One can use the results in Robins and Rotnitzky (1992) to prove that with one type of censoring the solution to

$${\displaystyle \sum _{i=1}^n\left\{\frac{{\stackrel{\sim }{\Delta }}_i}{{\pi }_i\left({\stackrel{\sim }{T}}_i|{\overline{V}}_{{\stackrel{\sim }{T}}_i};{\Lambda }_0\right)}\left\{1\left(T_i\le t,J_i=j\right)-F_j\left(t\right)\right\}-A_i\left\{F_j\left(t\right),\mathrm{\gamma },b(\cdot )\right\}\right\}}=0$$ (16)

with

$$A_i\left\{F_j\left(t\right),\mathrm{\gamma },b(\cdot )\right\}\equiv {\displaystyle \int \frac{b\left(u,{\overline{V}}_u\right)}{\pi \left(u-|{\overline{V}}_u;{\Lambda }_0\left(u\right)\right)}d{M}_C\left(u\right)}$$ (17)

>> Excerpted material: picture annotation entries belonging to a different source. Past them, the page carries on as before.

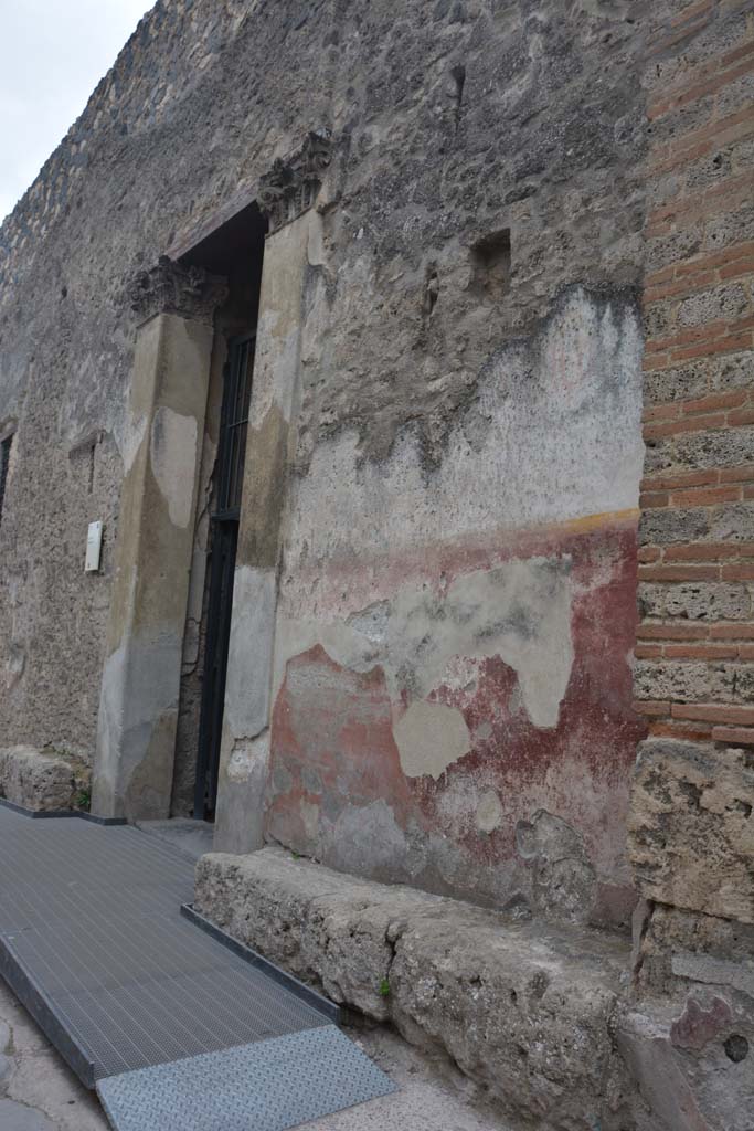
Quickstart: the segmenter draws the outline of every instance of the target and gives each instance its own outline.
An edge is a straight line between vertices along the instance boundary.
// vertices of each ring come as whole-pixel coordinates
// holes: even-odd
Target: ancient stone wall
[[[79,546],[96,517],[112,545],[139,440],[128,280],[324,128],[267,835],[625,922],[642,11],[166,0],[142,21],[2,230],[8,742],[92,754],[112,559],[84,577]],[[69,459],[93,434],[102,501]]]
[[[0,527],[6,744],[93,757],[138,440],[128,285],[327,120],[330,34],[329,3],[302,17],[294,3],[161,0],[0,230],[0,434],[16,429]],[[85,576],[94,519],[103,568]]]
[[[138,440],[128,280],[232,197],[252,199],[276,156],[324,129],[332,158],[302,286],[297,441],[271,563],[272,725],[234,736],[234,772],[261,742],[267,835],[336,866],[626,921],[643,733],[631,653],[650,7],[669,20],[679,10],[157,5],[0,239],[0,428],[18,424],[0,529],[3,741],[92,756],[118,500]],[[743,10],[712,8],[716,26]],[[743,198],[730,199],[738,216]],[[736,327],[737,293],[725,290]],[[676,317],[656,297],[658,318]],[[650,363],[683,348],[651,349]],[[668,372],[648,374],[652,403],[673,399]],[[106,526],[95,578],[80,562],[92,518]],[[683,582],[651,585],[694,599]],[[720,601],[747,592],[716,585]],[[189,640],[187,670],[194,656]],[[651,659],[638,681],[655,679]],[[676,663],[662,657],[664,679]]]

and $b\left(u,{\overline{V}}_u\right)$ the same as in equation (9), is a doubly robust, locally efficient estimator for F_j(t). Here, dM_C(u) = dN_C(u) − dΛ(u). In our situation, with multiple types of censoring, it is easy to show that $d{M}_C\left(u\right)={\displaystyle {\sum }_{r=1}^{r\ast }d{M}_{C,r}\left(u\right)}$, which leads to our augmentation term in (8). Note that with one type of failure and one type of censoring, our method reduces to that of (Rotnitzky and Robins, 2005).

Now, it can be shown that for each r, since

$$\frac{b\left(u,{\overline{V}}_u\right)}{\pi \left(u-|{\overline{V}}_u;{\Lambda }_0\left(u\right)\right)}$$

is a bounded and predictable process, defined on the same filtration as M_C,r(u),

$${\displaystyle \int \frac{b\left(u,{\overline{V}}_u\right)}{\pi \left(u-|{\overline{V}}_u;{\Lambda }_0\left(u\right)\right)}d{M}_{C,r}\left(u\right)}$$

is a mean zero martingale (Fleming and Harrington, 1991, Thm 1.5.1). Note that the left-continuous versions of $b\left(u,{\overline{V}}_u\right)$ and $\pi \left(u|{\overline{V}}_u;{\Lambda }_0\left(u\right)\right)$ are needed here. As a result

$${\displaystyle \sum _{r=1}^{r^{\ast }}{\displaystyle \int \frac{b\left(u,{\overline{V}}_u\right)}{\pi \left(u-|{\overline{V}}_u;{\Lambda }_0\left(u\right)\right)}d{M}_{C,r}\left(u\right)}}$$

is also a mean zero martingale. Thus, A_i{F_j(t), γ, b(·)} has mean zero. Since A_i{F_j(t), γ, b(·)} has mean zero, it also follows trivially that equation (7) is an unbiased estimating equation for F_j(t).